CLASSICAL SOURCE
Franz Liszt Piano Sonata in B minor Tasso, Lamento e Trionfo [transcribed Tausig] A Faust Symphony – Gretchen [arranged Liszt] Oleg Marshev (piano) Rec. Recorded February 2006 in Aalborg, Denmark DANACORD DACOCD 653 Duration 65 minutes
With realistic and immediate piano sound, Oleg Marshev’s rigorous yet emotional account of Liszt’s great B minor Sonata is a compelling journey. It’s a work often recorded and several new versions have appeared recently; Marshev’s is a considered view, a rendition of insight and experience – and trust in the composer. Marshev sees the work whole and he is not afraid to shape with feeling the lyrical episodes or to make turbulent the climactic ones. But these are not incidental ‘happenings’: they are parts of Liszt’s grand design, and whether Marshev explores the recesses of the music or is turbulently opening it out, the connective tissue is audible. In short, Marshev has recorded a considered and individual version of a great masterpiece, one that serves the music yet also illuminates the music afresh.
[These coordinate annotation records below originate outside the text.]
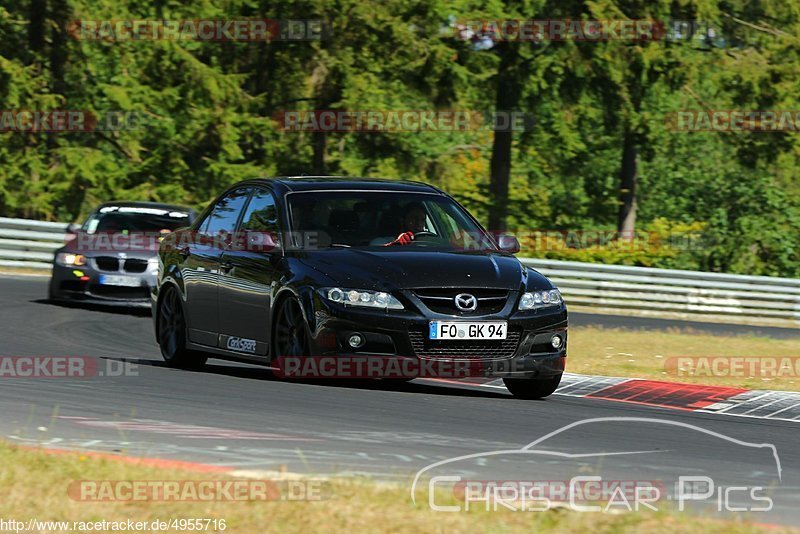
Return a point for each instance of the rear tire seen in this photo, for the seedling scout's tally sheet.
(172, 333)
(532, 388)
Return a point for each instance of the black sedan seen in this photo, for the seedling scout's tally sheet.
(343, 269)
(112, 257)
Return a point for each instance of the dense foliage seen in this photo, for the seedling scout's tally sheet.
(602, 155)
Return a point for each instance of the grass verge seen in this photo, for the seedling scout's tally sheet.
(34, 484)
(653, 354)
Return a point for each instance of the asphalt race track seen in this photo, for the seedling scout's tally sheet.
(242, 417)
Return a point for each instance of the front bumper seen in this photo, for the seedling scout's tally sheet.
(403, 334)
(85, 284)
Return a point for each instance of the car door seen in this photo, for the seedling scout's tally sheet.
(201, 266)
(249, 269)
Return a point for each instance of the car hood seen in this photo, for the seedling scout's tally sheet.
(367, 269)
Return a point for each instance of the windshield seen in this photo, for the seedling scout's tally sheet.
(122, 219)
(392, 220)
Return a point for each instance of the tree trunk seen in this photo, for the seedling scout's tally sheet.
(58, 49)
(37, 15)
(319, 142)
(626, 223)
(506, 100)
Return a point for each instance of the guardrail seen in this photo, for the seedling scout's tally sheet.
(29, 244)
(647, 291)
(600, 288)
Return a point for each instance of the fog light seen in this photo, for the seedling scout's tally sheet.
(356, 341)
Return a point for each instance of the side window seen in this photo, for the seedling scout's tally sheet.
(222, 221)
(262, 214)
(260, 222)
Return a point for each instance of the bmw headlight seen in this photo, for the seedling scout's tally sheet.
(69, 259)
(540, 299)
(362, 298)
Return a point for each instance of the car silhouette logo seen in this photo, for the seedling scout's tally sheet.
(466, 302)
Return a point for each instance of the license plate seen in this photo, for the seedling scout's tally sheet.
(460, 330)
(126, 281)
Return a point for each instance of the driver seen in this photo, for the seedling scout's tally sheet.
(413, 221)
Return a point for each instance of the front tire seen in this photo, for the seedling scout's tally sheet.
(532, 388)
(291, 331)
(172, 333)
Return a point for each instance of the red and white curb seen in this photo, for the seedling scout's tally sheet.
(760, 404)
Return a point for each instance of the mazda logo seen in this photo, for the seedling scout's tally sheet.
(466, 302)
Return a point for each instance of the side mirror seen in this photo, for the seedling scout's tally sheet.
(261, 241)
(508, 243)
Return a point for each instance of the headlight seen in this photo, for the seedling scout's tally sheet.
(540, 299)
(67, 258)
(361, 297)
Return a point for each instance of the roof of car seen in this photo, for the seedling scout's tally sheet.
(332, 183)
(142, 204)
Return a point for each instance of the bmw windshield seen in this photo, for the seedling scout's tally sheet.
(134, 219)
(390, 220)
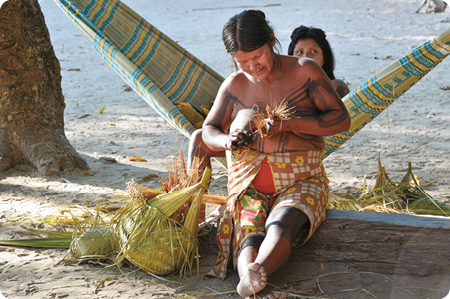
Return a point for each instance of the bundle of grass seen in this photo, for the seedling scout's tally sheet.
(261, 122)
(159, 234)
(388, 196)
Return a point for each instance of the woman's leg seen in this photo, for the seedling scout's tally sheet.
(255, 264)
(199, 151)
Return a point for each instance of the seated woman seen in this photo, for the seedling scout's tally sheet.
(312, 43)
(277, 186)
(305, 42)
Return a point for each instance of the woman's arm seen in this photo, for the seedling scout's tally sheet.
(340, 87)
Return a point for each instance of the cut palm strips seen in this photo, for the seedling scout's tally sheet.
(155, 235)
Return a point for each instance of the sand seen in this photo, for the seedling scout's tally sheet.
(366, 36)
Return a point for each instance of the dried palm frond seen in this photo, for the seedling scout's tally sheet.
(154, 241)
(261, 122)
(95, 244)
(179, 176)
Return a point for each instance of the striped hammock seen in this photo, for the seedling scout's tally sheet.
(166, 75)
The other pieces on the disc are more familiar as orchestral works. Tasso is one of Liszt’s fascinating symphonic poems, and while the varied colours of the orchestra are, of course, somewhat ‘lost’ on a piano (for all its ‘orchestral’ properties), Carl Tausig’s transcription is very effective. The short-lived Tausig (he died aged 29), a pupil of Liszt’s, made this arrangement of Tasso for solo piano after his master had made two of his own, one for two pianos and one for piano duet. Marshev gives a remarkably convincing account; strikingly so at the dramatic opening and with real heart in the ‘lamenting’ section. The dance, at the middle of the work, is less convincing in pianistic terms, but ‘triumph’ is here heroic, which certainly describes Marshev’s assumption of the work.
‘Gretchen’, the slow movement of Liszt’s A Faust Symphony would have been better placed between the Sonata and the (transcribed) symphonic poem (how to follow the end of that!); the composer’s arrangement of his description of the unsullied Gretchen works very well in the ‘black and white’ terms of the piano and is played with sensitivity and character by Marshev to complete a release that includes a commanding version of the Sonata.